La société taïwanaise est-elle prête à repousser un assaut chinois ? Le service militaire, auparavant de 4 mois, a été rallongé à 1 an. Mais comment les 88 000 soldats taïwanais pourraient-ils faire face à un million de soldats communistes ? De plus, les effectifs ne vont pas s’améliorer. Taïwan affiche l’un des taux de natalité les plus bas du monde : 0,9 enfant par femme. Même si tout est fait pour rendre la société agréable aux familles : tous les espaces publics sont dotés de salle d’allaitement et les allocations familiales sont généreuses. Mais la participation active des femmes sur le marché du travail et leur refus de plus en plus partagé du mariage maintient ce taux très bas.

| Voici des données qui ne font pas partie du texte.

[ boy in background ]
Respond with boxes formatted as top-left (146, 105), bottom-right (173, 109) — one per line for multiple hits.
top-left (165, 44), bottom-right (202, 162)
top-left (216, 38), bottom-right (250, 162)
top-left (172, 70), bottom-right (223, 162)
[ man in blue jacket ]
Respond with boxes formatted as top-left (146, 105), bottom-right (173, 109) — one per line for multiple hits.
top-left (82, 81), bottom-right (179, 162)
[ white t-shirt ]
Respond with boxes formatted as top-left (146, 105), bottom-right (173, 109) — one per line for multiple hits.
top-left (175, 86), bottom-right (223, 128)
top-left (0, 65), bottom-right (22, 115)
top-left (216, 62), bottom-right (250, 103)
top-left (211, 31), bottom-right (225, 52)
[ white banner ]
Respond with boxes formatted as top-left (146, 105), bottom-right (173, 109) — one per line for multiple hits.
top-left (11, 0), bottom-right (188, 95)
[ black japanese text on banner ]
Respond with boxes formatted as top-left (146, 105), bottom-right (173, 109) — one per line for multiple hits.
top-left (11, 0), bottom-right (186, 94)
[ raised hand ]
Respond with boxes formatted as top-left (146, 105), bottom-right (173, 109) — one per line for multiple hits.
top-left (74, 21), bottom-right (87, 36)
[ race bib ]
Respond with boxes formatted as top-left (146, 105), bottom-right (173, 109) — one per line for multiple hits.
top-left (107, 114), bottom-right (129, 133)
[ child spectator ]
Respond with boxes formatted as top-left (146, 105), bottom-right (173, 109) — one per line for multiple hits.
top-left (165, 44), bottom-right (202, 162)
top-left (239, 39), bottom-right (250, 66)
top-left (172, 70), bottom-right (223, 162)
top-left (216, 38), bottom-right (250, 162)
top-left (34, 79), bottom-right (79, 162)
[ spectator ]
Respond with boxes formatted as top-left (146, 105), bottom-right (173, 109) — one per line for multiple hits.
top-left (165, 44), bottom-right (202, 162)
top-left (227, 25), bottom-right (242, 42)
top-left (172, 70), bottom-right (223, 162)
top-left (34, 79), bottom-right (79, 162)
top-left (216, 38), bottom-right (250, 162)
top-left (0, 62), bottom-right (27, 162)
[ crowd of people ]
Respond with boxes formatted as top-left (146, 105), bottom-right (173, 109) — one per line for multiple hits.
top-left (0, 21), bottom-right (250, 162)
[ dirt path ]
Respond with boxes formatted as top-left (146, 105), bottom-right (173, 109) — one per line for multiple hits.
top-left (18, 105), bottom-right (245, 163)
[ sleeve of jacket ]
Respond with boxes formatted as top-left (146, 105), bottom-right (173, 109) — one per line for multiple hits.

Faut-il rester à Taïwan ou envisager une porte de sortie ? Assise devant un plat de tofu odorant dans un marché nocturne baigné par la lumière des néons, Julia, étudiante en finance, privilégie la sécurité : « J’aimerais obtenir un visa permanent dans un autre pays, juste au cas où ». Elle souhaite également profiter de ses voyages à l’étranger pour faire découvrir son pays. La culture taïwanaise, méconnue à l’étranger, souffre de la comparaison avec ses voisins coréens et japonais.

Le 20 mai prochain, Lai Ching-te prêtera serment, et Tim, étudiant en médecine, craint des provocations chinoises à cette occasion. Jusqu’à la guerre ? : « Peut-être dans 10 ou 15 ans, mais pas tout de suite ».